You may have heard that the Obamas held a star-studded farewell party at the White House last Friday night. What you might not have heard is that the President has also been holding a series of short meetings in the Oval Office with friends and supporters. The former Mayor of Minneapolis, R.T. Rybak, was one of the people who received such an invitation. He wrote about his experiences on Facebook.
Rybak starts off by talking about his despair at seeing the viewing stand being built for the Trump inauguration…remembering the pride he felt eight years ago in our new president, Barack Obama. But the despair dissipated as he was welcomed into the Oval Office.
I went through security into the White House because the President invited me in to come by for a few minutes before he left office. I turned the corner to the Oval Office to see him looking more energized than he has in months, and with that huge smile on this face that has lifted so many of us so many times…
He put his arm on my shoulder and looked at me intensely, saying, “We aren’t done yet.”
I wish I could have bottled the look in his eyes so all the people I know, and don’t, who feel dishearten now, who are so fearful of what comes next, and who feel a sense of loss, know he is absolutely not, under any circumstances, going to stop fighting for what we believe in.

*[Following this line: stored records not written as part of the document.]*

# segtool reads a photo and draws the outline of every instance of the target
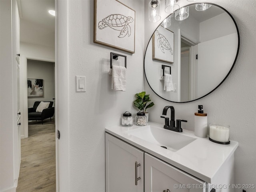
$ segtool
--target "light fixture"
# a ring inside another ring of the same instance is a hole
[[[196,5],[196,10],[198,11],[204,11],[208,9],[212,6],[210,4],[207,3],[198,3]]]
[[[175,19],[182,21],[186,19],[189,15],[189,6],[182,7],[175,12]]]
[[[54,16],[55,16],[55,11],[54,10],[49,10],[48,11],[49,13],[50,13],[51,15],[53,15]]]
[[[164,19],[161,24],[161,26],[164,28],[168,28],[171,26],[171,16]]]
[[[160,1],[150,0],[148,3],[148,20],[150,22],[157,22],[161,19]]]
[[[180,0],[165,0],[165,12],[171,14],[180,8],[179,5],[176,3],[179,1]]]

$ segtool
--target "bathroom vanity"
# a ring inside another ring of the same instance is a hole
[[[152,122],[105,131],[107,192],[234,190],[237,142],[218,144]]]

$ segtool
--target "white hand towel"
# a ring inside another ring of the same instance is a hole
[[[126,90],[126,68],[122,66],[112,66],[112,85],[116,91]]]
[[[164,90],[166,90],[166,92],[174,91],[173,83],[172,83],[172,75],[164,74]]]

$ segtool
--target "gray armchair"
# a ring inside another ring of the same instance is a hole
[[[40,103],[40,101],[36,101],[34,104],[33,107],[28,108],[28,120],[41,120],[42,124],[43,124],[43,120],[46,119],[50,118],[52,121],[52,117],[54,114],[54,108],[52,107],[53,102],[47,101],[50,102],[49,107],[46,109],[44,109],[42,113],[36,112],[36,108]]]

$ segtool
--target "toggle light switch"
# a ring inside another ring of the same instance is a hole
[[[77,92],[86,91],[86,78],[85,76],[76,76]]]

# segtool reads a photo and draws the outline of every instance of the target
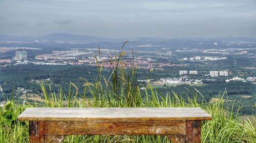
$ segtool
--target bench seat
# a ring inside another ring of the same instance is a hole
[[[56,142],[68,135],[164,135],[173,142],[200,142],[200,108],[28,108],[30,142]]]

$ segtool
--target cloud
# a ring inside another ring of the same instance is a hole
[[[46,23],[45,22],[38,22],[36,23],[36,25],[38,26],[42,26],[45,25],[46,25]]]
[[[17,26],[24,26],[26,24],[23,22],[16,22],[14,23],[14,25]]]
[[[58,24],[66,25],[69,24],[73,22],[72,20],[55,20],[53,21],[53,23]]]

“I’m going to take a little vacation,” he said, “get a little sun, but then we are right back at it. ”
He told me about the work he will be doing on youth and families, on getting more people engaged in voting, on protecting liberties. Then he said the words that meant the most to me: “The best is yet to come.”
I believe Barack Obama was the greatest President of my lifetime, but as I heard him talk, I remembered he is about more than political office. At so many times—his amazing speech about race in the first campaign, his powerful words after Sandy Hook, his second inaugural when laid out the imperative of attacking climate change—he has moved us beyond politics to elevate our values. This is his great opportunity now; just as America faces a crisis of values, a great debate about who we really are at our core, he will be speaking not as just a politician, but as a moral leader. In many ways we need that even more today than great politicians.

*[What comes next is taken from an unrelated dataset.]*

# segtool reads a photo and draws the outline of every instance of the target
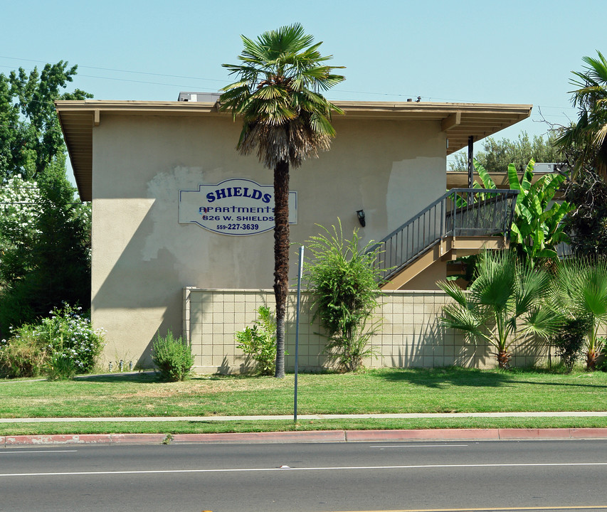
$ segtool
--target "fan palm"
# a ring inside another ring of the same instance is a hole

You may be saying, “But Nancy, I thought you were the one who just wrote that we shouldn’t put it all on Obama.” You’d be right. And that wasn’t Rybak’s point. Let’s pick up his story at the party later that evening.
Later that night Megan and I went to a farewell party at the White House. I talked to Obama’s Education Secretary Arne Duncan who has gone back to Chicago to work on youth violence prevention, to former Attorney General Eric Holder who is organizing opposition to unfair redistricting around the country, former White House political director and Ambassador Patrick Gaspard who is working on citizen engagement with George Soros, Gabby Giffords is fighting the gun violence that robbed her and so many others of so much, activist actors like Alfre Woodard who has been through waves of social movements saying she’s now ready for the next phase.
Obama has been a President but Obama is also a movement that isn’t done on Jan 20.
Back in 2007, when I was working with activists around the country in the Draft Obama campaign, I wrote a blog on a national website saying: “Barack Obama is a great man but this is not about him. It’s about setting off a movement.” The next day he called my office, said that’s the way he saw it, that he was community organizer who wanted to light the spark, and he recruited me to volunteer for what was then a long-shot campaign.
I still feel that way, and it’s clear he does, too.
There have been those who criticized President Obama for not organizing a movement while he was in the White House. It has always been my contention that he already had a full-time job to do…being President of the United States. Suggesting that he could have done both at the same time is not only a misunderstanding of the role of POTUS, but of the work that is required to organize and lead a movement.
For years now I’ve thought that one of the most fascinating descriptions of Barack Obama came from his wife Michelle.
Barack is not a politician first and foremost. He’s a community activist exploring the viability of politics to make change.
In eleven days, that exploration will be over. Then we get to find out what he means when he says, “The best is yet to come.”